DIVING INTO
Collective trauma and shared memories, the presence of the past in a sacred place, the ghosts of history, blockage and release, wreckage and healing.
CURATOR’S NOTE
Bring this history with you to this video, which will otherwise remain illegible: two calamities, separated by almost a century, in the ancient fortress town of Verdun, France, on the Meuse River.
In 1916, in the largest land-battle in European history, German artillery was unleashed, and a million shells fell on the forts, forests and ravines of Verdun. A sacred forest was planted over the war ruins, and pilgrims come from across the world. The town is defined by the Battle of Verdun, of which nobody has first-hand memory.

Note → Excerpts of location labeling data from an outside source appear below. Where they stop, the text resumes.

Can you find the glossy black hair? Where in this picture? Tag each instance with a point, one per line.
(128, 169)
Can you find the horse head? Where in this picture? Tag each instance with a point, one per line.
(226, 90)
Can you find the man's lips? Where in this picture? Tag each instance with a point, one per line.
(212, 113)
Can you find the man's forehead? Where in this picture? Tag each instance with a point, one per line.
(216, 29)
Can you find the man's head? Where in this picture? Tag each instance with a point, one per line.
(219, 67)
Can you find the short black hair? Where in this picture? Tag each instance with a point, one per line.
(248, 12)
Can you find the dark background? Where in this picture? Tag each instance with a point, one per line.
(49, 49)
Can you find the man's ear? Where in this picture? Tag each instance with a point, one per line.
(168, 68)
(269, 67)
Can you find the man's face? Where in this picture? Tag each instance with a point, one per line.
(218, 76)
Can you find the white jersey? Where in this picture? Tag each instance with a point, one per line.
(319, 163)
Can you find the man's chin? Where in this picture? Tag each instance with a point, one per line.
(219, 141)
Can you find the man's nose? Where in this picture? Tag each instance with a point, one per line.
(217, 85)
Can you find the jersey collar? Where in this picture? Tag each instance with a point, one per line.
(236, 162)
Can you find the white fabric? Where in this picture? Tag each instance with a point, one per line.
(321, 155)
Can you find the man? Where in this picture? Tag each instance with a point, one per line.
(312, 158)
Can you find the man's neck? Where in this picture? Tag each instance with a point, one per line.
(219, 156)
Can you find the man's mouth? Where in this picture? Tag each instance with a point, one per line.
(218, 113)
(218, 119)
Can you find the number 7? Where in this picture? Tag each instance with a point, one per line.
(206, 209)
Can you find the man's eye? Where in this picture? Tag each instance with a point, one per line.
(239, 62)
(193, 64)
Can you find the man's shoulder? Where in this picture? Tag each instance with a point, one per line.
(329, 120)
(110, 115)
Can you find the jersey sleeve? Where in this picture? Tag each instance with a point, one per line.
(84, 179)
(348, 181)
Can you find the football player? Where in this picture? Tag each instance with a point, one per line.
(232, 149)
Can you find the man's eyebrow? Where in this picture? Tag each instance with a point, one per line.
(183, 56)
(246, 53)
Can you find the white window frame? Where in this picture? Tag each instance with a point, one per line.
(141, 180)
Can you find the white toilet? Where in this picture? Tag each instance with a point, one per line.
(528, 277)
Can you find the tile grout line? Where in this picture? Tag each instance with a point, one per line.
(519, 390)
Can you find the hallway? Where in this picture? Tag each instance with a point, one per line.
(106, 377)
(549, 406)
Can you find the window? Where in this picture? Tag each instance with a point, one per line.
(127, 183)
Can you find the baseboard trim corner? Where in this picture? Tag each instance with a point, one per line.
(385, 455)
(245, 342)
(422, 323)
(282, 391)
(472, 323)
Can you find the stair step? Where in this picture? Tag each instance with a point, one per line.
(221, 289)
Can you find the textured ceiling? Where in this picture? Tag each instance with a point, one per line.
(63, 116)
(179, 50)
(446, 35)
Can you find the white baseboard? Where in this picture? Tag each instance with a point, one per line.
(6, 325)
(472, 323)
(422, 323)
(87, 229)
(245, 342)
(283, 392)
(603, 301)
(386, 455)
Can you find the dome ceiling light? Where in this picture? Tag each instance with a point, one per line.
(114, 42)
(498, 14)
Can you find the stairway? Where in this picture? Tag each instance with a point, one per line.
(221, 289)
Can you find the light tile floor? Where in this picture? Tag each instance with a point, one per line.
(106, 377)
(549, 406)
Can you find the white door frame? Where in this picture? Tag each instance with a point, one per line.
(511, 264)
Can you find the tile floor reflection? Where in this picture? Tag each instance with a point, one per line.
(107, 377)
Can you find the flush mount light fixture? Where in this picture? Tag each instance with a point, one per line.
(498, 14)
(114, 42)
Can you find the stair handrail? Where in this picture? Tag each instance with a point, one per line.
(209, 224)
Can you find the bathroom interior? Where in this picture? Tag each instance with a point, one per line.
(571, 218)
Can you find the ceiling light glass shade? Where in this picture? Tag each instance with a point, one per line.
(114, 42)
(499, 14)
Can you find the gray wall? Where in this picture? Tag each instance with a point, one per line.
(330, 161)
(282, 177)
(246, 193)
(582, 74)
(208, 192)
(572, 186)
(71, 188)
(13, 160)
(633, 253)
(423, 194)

In 1999, Storm Lothar razed the same place. Weather agencies did not predict the heavy winter storm and all the energy disruption it brought, and yet it crossed northern France on much the same path as the Western Front.
In Gabriella Hirst’s new essay film, the townspeople of Verdun remember the cyclonic winds of Storm Lothar. At times, it feels as though they could be recounting the Battle of Verdun – like a pre-memory, or a double existence. Two collective traumas, one recalled first-hand through memory and the second by evocation. Our narrators, Marc and Veronique Petit, are mainly unseen, but their son appears onscreen, unburdened by the memory of the storm or the town’s narrative of the war, playing violent video games and aping soldiers in affray. We end in the Petit family garden, where roses arise from the landscape’s traces of warfare and wreckage.
We speak alot, now, of endless war and end days and precarious climatic events. Verdun is a fractious epicentre for all of these. And yet the scenes in the sacred forest and the Petit family’s garden hold a sense of something magical – that the world stretches beyond the visible. Categories collapse. Dimensions proliferate. Histories connect.
About Gabriella Hirst
Living in London, Gabriella Hirst is the 2020 recipient of the Ian Potter Moving Image Commission.